Description |
The notion of Boosting subsumes methods of improving learning
algorithms. If learning algorithms fail to provide arbitrarily
good results for a specific concept learning task, i.e. they fail
to output arbitrarily good hypothesis with arbitrary high
probability, they often can be "boosted" to perform much better.
In the PAC-learning scenario the following is required for a learning
algorithm A:
- For arbitrary δ and ε greater than 0, and
- for each target concept c of a given hypothesis
language LH,
A has to be able to choose a hypothesis,
- approximating c ε-good,
- with a probability of at least (1 - δ),
- after reading a random training sample of size polynomial in
(1 / δ) and (1 / ε).
Please follow the link to "PAC-Learning", for more details.

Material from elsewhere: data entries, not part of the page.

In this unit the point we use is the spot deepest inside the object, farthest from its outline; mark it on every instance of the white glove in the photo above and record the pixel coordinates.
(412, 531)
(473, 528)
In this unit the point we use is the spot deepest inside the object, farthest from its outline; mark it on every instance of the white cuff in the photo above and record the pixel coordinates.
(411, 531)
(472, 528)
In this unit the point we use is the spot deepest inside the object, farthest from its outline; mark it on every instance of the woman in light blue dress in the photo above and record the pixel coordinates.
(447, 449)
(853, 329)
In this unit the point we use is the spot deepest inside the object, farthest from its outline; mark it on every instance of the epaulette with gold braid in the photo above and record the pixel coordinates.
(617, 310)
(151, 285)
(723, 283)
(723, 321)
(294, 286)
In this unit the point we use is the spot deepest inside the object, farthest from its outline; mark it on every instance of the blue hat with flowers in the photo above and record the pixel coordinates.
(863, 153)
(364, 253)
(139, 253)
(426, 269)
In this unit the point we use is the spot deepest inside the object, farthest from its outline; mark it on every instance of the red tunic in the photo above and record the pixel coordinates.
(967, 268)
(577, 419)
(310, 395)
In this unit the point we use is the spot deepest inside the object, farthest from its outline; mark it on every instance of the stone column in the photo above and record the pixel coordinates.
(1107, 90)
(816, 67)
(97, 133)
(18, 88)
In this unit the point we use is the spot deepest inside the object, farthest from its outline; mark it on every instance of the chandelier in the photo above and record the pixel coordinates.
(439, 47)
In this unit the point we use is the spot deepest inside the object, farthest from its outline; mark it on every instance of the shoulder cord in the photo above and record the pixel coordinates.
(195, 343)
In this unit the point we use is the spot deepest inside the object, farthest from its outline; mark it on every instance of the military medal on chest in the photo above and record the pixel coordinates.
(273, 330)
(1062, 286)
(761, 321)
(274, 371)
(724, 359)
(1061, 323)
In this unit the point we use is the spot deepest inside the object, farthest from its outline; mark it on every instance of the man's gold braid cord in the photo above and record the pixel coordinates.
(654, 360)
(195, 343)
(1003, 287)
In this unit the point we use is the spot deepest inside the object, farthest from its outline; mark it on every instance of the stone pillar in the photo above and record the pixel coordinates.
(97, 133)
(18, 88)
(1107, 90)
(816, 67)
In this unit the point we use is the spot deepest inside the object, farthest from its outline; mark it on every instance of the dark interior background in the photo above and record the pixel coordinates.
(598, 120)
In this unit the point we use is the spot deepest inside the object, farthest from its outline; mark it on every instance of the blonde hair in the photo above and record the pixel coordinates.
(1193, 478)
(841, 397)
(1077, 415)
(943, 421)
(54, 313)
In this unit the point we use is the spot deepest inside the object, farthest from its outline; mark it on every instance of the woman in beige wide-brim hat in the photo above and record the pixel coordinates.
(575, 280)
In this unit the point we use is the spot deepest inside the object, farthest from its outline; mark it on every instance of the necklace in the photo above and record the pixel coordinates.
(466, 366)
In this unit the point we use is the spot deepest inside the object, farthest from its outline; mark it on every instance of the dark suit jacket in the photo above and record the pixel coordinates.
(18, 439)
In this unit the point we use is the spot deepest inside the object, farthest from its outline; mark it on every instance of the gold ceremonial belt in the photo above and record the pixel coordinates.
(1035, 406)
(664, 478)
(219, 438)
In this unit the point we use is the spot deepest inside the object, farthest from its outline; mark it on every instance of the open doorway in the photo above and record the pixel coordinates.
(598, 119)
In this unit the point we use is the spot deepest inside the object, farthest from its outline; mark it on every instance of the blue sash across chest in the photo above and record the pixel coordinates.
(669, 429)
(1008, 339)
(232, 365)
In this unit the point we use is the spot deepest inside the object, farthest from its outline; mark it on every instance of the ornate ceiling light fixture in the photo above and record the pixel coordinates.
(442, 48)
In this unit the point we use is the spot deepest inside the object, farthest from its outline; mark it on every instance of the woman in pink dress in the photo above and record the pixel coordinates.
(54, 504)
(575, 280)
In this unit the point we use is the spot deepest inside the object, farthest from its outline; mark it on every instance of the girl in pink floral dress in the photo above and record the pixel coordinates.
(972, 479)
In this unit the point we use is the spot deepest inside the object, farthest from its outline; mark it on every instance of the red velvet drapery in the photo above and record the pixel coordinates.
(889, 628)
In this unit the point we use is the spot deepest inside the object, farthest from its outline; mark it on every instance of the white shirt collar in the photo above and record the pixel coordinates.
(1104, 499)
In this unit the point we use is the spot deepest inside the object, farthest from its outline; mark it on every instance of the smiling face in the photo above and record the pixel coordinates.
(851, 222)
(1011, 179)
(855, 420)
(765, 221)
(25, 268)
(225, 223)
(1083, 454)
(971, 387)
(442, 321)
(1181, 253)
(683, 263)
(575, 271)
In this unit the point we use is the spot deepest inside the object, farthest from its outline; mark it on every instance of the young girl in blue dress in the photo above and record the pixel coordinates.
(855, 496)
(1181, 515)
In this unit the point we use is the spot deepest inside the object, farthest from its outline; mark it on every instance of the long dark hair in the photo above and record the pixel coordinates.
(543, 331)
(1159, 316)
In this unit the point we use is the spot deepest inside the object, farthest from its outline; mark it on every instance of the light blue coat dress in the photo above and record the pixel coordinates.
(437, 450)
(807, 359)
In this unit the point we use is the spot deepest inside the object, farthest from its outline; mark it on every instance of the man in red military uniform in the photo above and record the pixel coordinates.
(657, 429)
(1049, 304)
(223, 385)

The requirements of PAC-Learning are strong, and usually do not hold
in practice for common learning algorithms. Instead one has so
called weak learners, performing just slightly better than random
guessing.
A weak learning algorithm manages
- for each target concept of a given hypothesis language,
to
- output a hypothesis with error below 1/2 -
p(|E|),
- with a probability greater than 0,
- provided with a random training sample,
where p is a polynomal.
The aim of boosting is to improve the accuracy (1 - ε above)
reached by a weak learner, and to reduce the probability of outliers
(δ above), i.e. that random samples lead to bad hypothesis.
Therefore boosting algorithms ...
-
run a given weak learner several times, where each round
either the set of examples is slightly altered, e.g. by
shifting the weight of examples, or the algorithm is allowed
to read new examples each time.
-
combine the set of hypotheses to one final hypothesis,
e.g. by using a weighted majority vote.
|